Yes, if you just use Crr there won't be any curvature. Can you tell me how you made the calculations/graphs using both rolling and air resistance, and tried changing the drag coefficient?

 I used The program shown in the attachment (written in True Basic). A slope of 0.1% (1.2 inches per 100 feet) in your track is equivalent to changing your Crr by 0.001 ( i.e., from 0.016 to 0.017. You might run the test in the opposite direction, or using a different section of track. Higher speeds will make the turbulent air drag larger, and use a larger section of track, but running test in both directions will decrease the dependence on slope. Attached Thumbnails
 OK, Thanks for the help everybody. Just to close this topic, here's what we did. (I hate when there are no ending answers when looking around internet forums, so here we go :D) Here is an example of data we gathered using GPS (something similar is already presented in the topic). We quit trying to solve the differential equation that we started out with, and solved it using average change in deacceleration during the time. $C_d = \frac{m \cdot \frac{\Delta v}{\Delta t} - m \cdot g \cdot {\mu}_{rr}}{\frac{1}{2} \cdot \rho \cdot A \cdot (\frac{\Delta v}{\Delta t})^2 \cdot \Delta t^2}$ This gave us some possible values, here's an example, using data from the image i posted above. $C_d = \frac{890kg \cdot \frac{ 4,85 m/s - 0 m/s}{ 38,5s - 6,5 s} - 890kg \cdot 9,82 m/s^2 \cdot 0,014}{\frac{1}{2} \cdot 1.293 kg/m^3 \cdot 2,08 m^2 \cdot (\frac{4,85 m/s - 0 m/s}{38,5s - 6,5s})^2 \cdot (38,5s - 6,5s)^2} = 0,3962$ To prove that this was right, I created a program in MATLAB which calculates the run with different drag coefficients, rolling resistances and slope of the road. (This is done by making a for loop calculating the deacceleration, calculating the new speed ... and so on until you hit 0m/s) .. Playing around with different values proved that the calculated values were possible with a slope of 0.1 % (0.1 meter rise over a distance of 100m, and we can't really neglect this being a possibility)... Also, airforce and windspeeds (with or against the car) were not measured either, so these could have influence.

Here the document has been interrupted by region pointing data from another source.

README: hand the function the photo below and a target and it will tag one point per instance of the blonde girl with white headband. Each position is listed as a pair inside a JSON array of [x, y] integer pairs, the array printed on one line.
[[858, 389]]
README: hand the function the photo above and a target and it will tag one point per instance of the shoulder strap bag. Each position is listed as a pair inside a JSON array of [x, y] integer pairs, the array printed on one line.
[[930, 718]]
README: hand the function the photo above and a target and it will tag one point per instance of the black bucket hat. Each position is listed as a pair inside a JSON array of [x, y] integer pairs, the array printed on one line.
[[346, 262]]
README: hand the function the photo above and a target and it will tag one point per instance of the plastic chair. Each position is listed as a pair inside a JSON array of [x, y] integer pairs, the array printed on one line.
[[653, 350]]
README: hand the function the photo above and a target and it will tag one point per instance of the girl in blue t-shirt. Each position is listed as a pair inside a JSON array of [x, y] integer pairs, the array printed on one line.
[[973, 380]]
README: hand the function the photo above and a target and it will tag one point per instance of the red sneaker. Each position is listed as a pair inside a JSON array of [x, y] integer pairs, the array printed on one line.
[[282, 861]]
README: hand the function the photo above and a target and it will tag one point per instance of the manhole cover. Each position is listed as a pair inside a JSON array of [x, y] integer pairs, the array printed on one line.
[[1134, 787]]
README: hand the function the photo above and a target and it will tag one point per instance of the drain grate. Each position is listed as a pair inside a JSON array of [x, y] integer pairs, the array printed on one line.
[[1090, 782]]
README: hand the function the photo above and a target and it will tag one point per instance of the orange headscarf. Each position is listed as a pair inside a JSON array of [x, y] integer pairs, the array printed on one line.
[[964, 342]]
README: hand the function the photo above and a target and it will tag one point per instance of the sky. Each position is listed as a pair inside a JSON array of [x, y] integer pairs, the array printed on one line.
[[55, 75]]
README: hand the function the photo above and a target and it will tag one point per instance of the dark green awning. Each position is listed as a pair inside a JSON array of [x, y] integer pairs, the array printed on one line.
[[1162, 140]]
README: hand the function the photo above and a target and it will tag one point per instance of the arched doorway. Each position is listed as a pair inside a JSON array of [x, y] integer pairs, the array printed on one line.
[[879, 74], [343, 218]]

 Although it gives out the same answer, I think the correct formulation for your equation would be: $C_d = \frac{m \cdot \frac{\Delta v}{\Delta t} - m \cdot g \cdot {\mu}_{rr}}{\rho \cdot A \cdot v \cdot \Delta v}$ Where $v$ is the average speed. That being said, I'm not sure you have enough data to determine $C_d$. You need more data at a higher speed. To prove that, if we used your equation with the points {6.5; 4.85} and {35; 0.15} instead of {6.5; 4.85} and {38.5; 0}, we get $C_d = 0.822$, which is really different from 0.3962. With points {6.5; 4.85} and {25; 1.5}, it is even worst with $C_d = 2.57$.

 Quote by jack action To prove that, if we used your equation with the points {6.5; 4.85} and {35; 0.15} instead of {6.5; 4.85} and {38.5; 0}, we get $C_d = 0.822$, which is really different from 0.3962. With points {6.5; 4.85} and {25; 1.5}, it is even worst with $C_d = 2.57$.
Yes, I agree, there are big changes with just a little change in the data used. To determine it more accurately we need measurements at much higher speeds (70-100 km/h)... However, we are modelling and simulating an electric car, which means that our calculations will only need to satisfy speeds at 20-40 km/h.